Earlier cards showed how a single token maps to a vector. Retrieval and semantic search need a vector for an entire sentence or passage, not six separate token vectors. Sentence embeddings are the step that collapses many token-level vectors into one.
The card draws a pipeline. A sentence sits at the top, flows down to a row of per-token vectors, one for each word, then branches into three pooling strategies. Mean pooling averages all token vectors. The [CLS] token approach takes the special classification token that BERT-style models prepend. A sentence encoder like SBERT is a model trained end to end so that similar sentences land close together. All three paths converge on a single output vector with fixed length regardless of how long the input sentence is.
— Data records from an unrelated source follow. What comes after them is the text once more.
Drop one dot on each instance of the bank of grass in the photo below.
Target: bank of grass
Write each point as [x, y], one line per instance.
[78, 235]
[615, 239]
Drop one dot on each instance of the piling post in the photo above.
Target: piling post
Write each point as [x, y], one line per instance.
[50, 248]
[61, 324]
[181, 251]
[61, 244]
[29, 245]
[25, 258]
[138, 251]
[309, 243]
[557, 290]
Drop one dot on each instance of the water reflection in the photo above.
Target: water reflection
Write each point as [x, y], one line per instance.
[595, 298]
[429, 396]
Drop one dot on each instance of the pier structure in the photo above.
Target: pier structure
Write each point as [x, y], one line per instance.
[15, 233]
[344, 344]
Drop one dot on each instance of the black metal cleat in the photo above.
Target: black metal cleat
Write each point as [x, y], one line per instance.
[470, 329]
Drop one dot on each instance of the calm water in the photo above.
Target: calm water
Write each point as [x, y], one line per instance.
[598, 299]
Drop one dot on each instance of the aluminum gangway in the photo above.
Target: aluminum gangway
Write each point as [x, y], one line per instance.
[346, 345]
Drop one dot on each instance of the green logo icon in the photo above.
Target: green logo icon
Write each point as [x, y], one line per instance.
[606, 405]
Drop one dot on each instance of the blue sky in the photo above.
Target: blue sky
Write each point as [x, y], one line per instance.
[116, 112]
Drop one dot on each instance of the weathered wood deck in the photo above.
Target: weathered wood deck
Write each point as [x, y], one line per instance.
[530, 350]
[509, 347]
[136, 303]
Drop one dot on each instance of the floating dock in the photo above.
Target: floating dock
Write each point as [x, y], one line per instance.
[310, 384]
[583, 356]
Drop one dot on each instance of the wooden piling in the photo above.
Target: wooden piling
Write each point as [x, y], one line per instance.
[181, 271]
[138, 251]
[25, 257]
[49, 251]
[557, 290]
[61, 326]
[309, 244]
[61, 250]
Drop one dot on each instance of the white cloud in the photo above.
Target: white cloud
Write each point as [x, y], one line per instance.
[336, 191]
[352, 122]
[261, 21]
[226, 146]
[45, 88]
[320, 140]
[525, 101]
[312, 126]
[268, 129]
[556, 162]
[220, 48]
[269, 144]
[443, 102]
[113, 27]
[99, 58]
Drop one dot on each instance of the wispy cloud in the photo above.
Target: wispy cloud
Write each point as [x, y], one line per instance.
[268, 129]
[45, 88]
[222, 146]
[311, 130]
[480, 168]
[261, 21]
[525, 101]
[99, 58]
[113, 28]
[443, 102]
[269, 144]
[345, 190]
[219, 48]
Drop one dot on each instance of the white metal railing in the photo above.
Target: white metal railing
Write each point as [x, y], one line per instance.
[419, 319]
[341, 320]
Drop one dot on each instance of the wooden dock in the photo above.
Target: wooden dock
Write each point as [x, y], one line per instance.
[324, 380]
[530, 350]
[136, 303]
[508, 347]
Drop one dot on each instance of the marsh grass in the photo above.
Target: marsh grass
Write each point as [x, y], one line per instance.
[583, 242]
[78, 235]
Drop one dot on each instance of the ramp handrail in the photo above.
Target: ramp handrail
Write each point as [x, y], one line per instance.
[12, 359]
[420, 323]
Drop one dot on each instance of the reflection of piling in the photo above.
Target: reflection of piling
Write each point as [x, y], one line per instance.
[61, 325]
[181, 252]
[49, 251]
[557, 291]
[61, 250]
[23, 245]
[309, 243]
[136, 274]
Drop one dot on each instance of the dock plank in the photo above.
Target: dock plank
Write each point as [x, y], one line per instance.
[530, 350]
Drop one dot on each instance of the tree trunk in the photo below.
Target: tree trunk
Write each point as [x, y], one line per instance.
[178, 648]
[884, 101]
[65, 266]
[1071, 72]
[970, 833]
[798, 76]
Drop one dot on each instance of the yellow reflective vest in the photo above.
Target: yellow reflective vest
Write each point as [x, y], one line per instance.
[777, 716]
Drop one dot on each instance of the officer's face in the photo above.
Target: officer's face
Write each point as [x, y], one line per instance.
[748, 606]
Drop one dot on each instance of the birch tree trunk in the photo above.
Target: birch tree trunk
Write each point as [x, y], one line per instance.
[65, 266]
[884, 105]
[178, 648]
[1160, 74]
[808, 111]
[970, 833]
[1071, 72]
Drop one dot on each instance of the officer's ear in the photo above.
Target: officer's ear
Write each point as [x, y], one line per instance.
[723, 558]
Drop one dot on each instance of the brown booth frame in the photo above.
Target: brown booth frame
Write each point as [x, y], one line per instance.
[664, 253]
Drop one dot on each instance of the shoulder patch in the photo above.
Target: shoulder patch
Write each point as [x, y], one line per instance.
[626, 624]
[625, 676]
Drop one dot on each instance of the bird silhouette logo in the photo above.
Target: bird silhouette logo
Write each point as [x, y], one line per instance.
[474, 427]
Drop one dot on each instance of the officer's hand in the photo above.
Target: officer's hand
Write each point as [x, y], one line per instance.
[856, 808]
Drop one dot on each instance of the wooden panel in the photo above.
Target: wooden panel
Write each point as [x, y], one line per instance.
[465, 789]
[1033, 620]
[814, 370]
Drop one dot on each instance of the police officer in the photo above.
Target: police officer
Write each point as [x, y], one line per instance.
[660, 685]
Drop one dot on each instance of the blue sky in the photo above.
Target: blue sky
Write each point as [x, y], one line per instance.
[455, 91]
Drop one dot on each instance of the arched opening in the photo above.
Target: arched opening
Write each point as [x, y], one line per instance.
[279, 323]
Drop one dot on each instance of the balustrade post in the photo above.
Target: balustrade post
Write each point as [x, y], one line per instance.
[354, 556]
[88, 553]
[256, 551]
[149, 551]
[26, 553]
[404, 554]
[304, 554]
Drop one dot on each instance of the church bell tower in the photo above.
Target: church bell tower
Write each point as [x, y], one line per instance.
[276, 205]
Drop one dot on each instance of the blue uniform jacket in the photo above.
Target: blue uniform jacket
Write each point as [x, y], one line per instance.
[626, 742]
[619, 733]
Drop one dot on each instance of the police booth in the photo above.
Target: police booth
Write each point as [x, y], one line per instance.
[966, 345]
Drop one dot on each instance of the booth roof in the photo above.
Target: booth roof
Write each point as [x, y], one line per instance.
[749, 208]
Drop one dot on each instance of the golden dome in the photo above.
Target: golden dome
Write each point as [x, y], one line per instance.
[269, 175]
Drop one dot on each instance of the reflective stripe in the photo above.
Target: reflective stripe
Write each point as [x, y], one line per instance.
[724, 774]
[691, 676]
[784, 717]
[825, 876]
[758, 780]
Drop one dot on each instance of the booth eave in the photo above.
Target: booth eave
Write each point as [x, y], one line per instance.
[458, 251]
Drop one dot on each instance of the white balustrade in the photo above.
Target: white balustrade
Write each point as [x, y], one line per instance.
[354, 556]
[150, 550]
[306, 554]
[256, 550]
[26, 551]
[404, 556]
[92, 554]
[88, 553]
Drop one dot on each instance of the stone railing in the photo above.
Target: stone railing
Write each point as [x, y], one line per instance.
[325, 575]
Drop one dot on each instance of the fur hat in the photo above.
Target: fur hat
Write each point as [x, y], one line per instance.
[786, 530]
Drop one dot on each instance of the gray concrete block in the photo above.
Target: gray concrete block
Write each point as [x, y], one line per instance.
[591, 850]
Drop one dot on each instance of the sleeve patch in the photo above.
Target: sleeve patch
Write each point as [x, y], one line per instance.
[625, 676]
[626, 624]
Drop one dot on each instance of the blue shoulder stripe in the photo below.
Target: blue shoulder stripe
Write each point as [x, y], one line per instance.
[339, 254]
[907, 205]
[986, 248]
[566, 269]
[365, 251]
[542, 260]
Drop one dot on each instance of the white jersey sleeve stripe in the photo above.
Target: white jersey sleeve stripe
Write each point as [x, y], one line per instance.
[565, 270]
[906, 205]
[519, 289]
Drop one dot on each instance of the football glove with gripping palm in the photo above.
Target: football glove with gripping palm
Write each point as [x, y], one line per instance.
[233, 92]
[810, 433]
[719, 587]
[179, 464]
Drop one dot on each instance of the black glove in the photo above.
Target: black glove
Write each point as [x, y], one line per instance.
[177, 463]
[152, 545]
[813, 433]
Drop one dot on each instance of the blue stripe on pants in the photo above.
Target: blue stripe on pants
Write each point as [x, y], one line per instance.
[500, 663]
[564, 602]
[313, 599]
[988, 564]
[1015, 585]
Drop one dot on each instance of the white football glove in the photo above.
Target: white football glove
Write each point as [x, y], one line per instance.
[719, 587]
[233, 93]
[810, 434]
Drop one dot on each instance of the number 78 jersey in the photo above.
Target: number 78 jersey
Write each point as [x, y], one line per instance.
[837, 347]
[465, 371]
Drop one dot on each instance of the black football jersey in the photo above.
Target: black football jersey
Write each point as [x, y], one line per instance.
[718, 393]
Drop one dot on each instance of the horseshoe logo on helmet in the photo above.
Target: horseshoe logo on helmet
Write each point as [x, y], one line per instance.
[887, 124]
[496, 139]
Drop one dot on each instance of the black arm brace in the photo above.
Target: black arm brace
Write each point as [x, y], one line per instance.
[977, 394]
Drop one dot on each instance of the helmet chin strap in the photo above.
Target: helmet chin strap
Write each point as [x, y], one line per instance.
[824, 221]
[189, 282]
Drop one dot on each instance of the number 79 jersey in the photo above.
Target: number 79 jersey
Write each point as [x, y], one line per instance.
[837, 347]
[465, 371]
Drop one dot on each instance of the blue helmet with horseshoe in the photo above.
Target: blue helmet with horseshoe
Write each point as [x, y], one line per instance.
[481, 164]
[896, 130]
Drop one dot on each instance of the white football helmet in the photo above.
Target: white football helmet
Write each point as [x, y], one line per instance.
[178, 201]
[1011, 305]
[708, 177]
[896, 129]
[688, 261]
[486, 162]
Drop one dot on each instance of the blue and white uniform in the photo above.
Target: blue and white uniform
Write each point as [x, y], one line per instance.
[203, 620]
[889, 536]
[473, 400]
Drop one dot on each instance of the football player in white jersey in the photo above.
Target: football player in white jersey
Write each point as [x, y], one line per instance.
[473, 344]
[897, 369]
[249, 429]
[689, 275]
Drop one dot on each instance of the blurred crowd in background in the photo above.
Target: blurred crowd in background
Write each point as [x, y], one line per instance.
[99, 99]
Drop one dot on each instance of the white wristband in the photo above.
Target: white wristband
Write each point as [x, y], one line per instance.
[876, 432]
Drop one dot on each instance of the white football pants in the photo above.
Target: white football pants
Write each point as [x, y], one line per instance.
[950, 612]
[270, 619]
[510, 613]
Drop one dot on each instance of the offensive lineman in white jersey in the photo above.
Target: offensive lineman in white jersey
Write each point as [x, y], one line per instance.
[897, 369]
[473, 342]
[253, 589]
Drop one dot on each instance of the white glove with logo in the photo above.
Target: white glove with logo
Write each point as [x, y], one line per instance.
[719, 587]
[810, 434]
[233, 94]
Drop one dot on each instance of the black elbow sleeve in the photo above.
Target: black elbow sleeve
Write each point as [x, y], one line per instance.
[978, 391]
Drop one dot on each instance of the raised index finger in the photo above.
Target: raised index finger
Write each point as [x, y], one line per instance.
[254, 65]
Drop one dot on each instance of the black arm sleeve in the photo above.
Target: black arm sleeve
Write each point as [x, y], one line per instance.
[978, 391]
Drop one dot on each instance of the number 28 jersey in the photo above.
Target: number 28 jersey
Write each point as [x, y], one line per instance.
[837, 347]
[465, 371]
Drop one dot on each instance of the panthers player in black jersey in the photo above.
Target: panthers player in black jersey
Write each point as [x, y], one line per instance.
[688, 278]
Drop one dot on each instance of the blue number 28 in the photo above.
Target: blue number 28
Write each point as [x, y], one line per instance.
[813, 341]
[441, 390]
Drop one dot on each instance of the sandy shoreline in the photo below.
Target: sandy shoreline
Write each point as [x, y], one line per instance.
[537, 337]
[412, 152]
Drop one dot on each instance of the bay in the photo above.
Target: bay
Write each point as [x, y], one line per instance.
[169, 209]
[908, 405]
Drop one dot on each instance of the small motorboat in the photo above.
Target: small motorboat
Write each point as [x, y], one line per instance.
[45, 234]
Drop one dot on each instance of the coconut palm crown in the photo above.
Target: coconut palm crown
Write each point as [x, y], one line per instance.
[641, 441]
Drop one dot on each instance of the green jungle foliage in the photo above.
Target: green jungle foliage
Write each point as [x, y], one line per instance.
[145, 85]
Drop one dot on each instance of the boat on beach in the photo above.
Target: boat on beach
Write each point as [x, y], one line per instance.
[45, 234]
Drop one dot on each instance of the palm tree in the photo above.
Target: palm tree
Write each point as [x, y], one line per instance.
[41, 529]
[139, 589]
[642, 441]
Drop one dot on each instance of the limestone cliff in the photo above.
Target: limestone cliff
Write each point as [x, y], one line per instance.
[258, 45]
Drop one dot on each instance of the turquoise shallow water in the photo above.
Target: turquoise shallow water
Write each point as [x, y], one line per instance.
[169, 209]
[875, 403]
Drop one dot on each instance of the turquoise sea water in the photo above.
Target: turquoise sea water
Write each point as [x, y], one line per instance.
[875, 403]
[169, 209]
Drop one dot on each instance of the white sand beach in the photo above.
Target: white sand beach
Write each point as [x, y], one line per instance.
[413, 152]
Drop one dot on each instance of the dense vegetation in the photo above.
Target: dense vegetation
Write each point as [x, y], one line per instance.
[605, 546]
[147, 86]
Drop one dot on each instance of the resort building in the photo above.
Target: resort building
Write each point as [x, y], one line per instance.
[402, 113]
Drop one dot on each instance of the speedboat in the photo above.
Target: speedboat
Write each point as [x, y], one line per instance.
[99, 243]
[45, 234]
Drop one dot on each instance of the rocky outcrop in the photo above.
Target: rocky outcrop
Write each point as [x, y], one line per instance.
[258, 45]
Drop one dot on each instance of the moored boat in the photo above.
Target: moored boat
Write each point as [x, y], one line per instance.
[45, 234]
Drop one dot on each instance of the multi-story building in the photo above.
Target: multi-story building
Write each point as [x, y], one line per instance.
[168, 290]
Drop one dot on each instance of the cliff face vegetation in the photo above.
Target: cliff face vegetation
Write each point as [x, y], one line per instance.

That fixed length matters for storage and search. A vector database expects every stored item to have the same dimensionality. Pooling, or a dedicated encoder, guarantees that a three-word query and a thirty-word document both produce vectors of the same size. Without this step, you cannot compare or index whole passages.
The choice of pooling method affects retrieval quality. Mean pooling is simple and works well for many models. The [CLS] token carries a summary signal in encoder-only architectures. Dedicated sentence encoders are trained with contrastive or similarity objectives, so their vectors are tuned for nearest neighbor search rather than for downstream classification. In practice, teams often start with mean pooling on a general model and move to a retrieval-trained encoder when search quality falls short.
The practical takeaway is that semantic search operates on sentence-level vectors, not token-level ones. Every document chunk and every query must pass through the same pooling or encoding step before it enters the vector store. The next cards in this chapter build the storage, search, and retrieval stack on top of that single-vector representation.